Esta sexta-feira 2 de Dezembro, a marca sueca de vestuário de skate, surf e snowboard WE vai inaugurar oficialmente a primeira loja em Portugal, escolhendo a Ribeira da cidade do Porto como primeira paragem, seguindo-se o Chiado, em Lisboa, no dia 15 de Fevereiro do próximo ano. Afirmando-se como uma marca de nicho de mercado, a WE não se pode encontrar nos centros comerciais ou em grandes armazéns, mas em locais escolhidos pela cultura urbana onde há «vida além do Skate», como diz o seu slogan, extrapolando o seu espírito de free ride a outras áreas. Está presente em 15 países, privilegiando a Itália, o Canadá, o Reino Unido e a Escandinávia (com três lojas próprias no país de origem), um núcleo duro ao qual acrescentou no ano passado os Estados Unidos, onde está presente em 20 pontos de venda, com uma loja própria em Beverly Hills.

Numa gama que vai da roupa interior, t-shirts e sweatshirts até às calças de ganga, blusões e acessórios, Portugal assegura cerca de 70 por cento da produção, nomeadamente as malhas, os estampados, assim como a confecção, «onde temos um serviço com qualidade e competitivo», assegura Paulo Pereira, representante em Portugal desta marca, ao Jornal Têxtil (JT). A China responsabiliza-se provisoriamente pelos restantes 30 por cento, para as malhas exteriores e os artigos em ganga, mas o Brasil vai ser muito provavelmente o próximo país produtor deste último produto, dadas as suas qualidades nos acabamentos. A empresa sueca conta com apenas 20 pessoas, e desde 2000 até 2003 quadruplicou o seu volume de negócios, que ainda duplicou para os 12 milhões de euros no final do ano passado. Não faz outsourcing das actividades criativas, sendo todo o design, desde as colecções aos catálogos, da sua exclusiva responsabilidade, podendo o leitor deparar-se neste últimos com a insígnia WESC.
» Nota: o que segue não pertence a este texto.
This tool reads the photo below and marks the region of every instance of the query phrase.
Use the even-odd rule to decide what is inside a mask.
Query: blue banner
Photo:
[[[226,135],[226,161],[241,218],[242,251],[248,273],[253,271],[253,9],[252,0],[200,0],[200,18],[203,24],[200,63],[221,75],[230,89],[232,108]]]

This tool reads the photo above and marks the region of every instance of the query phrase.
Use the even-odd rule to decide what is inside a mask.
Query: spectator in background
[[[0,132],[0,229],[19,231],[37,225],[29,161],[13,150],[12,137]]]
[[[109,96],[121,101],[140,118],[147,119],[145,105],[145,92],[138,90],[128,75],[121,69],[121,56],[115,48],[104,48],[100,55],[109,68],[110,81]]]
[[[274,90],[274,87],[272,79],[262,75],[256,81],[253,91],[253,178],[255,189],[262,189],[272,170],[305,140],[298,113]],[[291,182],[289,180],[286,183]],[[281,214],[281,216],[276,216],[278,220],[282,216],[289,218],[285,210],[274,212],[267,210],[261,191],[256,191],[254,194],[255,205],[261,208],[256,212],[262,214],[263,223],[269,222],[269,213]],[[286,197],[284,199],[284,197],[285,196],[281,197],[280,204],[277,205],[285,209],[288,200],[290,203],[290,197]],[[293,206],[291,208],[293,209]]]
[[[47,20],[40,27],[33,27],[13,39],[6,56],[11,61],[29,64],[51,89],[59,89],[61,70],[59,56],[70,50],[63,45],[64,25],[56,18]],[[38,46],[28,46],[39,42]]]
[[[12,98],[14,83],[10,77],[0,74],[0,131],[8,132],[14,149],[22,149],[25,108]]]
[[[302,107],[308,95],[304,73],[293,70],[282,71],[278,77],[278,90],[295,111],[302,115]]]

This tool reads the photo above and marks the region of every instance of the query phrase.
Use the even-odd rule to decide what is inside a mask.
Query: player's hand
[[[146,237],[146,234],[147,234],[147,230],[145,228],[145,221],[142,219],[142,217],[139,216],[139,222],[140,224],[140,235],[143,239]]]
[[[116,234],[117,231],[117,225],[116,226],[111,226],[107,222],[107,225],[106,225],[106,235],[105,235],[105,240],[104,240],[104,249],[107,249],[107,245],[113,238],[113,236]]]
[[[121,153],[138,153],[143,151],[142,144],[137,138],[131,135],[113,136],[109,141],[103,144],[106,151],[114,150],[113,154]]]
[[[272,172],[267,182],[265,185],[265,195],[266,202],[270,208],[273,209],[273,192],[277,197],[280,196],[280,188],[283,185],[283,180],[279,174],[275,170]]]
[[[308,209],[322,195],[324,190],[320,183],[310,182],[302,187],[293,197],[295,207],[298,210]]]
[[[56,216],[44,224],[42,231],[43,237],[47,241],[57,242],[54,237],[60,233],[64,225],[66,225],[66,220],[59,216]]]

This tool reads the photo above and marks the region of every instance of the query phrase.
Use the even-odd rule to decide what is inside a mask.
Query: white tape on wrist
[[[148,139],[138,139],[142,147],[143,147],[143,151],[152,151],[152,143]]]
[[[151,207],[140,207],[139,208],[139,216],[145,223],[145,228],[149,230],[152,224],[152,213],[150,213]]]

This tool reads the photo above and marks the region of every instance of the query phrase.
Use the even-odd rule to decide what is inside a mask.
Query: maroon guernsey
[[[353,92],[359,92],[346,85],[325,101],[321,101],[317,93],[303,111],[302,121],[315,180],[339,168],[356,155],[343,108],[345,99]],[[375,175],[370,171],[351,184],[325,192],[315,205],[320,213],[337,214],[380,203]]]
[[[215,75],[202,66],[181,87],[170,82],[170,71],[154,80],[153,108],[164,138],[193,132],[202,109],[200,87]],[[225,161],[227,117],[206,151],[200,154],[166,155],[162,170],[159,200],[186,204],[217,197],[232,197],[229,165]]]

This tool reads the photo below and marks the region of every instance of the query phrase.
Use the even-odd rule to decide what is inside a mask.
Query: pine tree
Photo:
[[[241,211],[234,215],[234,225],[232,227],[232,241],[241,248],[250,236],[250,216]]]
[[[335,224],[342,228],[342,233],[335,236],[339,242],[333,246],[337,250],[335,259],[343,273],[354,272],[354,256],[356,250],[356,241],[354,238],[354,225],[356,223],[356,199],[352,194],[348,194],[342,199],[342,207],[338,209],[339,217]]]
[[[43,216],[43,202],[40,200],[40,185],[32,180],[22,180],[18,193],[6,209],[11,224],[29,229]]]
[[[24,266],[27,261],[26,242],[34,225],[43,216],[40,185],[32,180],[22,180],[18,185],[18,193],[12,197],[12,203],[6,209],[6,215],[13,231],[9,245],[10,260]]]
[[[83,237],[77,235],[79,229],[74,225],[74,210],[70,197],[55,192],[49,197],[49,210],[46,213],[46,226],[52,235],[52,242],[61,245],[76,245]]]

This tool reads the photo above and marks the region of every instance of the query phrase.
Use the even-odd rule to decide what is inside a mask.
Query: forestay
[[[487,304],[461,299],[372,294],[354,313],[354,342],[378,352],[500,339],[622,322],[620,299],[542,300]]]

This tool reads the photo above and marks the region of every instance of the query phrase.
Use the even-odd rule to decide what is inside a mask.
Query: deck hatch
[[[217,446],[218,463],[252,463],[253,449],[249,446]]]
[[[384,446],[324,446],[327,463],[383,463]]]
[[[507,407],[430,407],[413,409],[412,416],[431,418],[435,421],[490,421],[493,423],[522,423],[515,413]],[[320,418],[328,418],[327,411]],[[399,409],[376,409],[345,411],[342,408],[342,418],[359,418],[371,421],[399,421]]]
A WE envolve assim os clientes na ideia do colectivo «nós (we)» com o movimento SC, de Superlative Conspiracy, numa alusão à estratégia de comunicação muito baseada numa cumplicidade informal de quem a usa e divulga, confiando esta missão ao que chamam de WE-activist, embaixadores We-exclusive protagonizados por personalidades do desporto, ou ligados à moda, ao cinema ou à música. Se na primeira destas áreas a WE já foi convidada pela Adidas para desenhar um fato de treino, t-shirts, sacos e 3 modelos de sapatilhas em edição limitada – com o seu logo associado às três riscas da marca -, na área do cinema tem contado com o actor Jason Lee, entre outros. E na da música destacou-se o lançamento em 2003 de um CD com letras de artistas suecos de hiphop e de RnB, sucesso que levou a marca a convidar os Blasted Mechanism para colaborar nas letras para as suas promoções. «Vamos investir em eventos culturais também em Portugal, associando a música e a moda WE à irreverência e inovação», complementa Eduardo Guerra, responsável pela comunicação e vendas deste projecto. Os 10% do volume de negócios que a WE dedica à sua divulgação envolve estações de rádio nacionais, dá direito a aparecer no Blitz e na revista Dif e a receber os convidados na rua Mouzinho da Silveira com um cocktail com dj’s convidados, seguida de uma festa com passagem de modelos no bar Bazaar.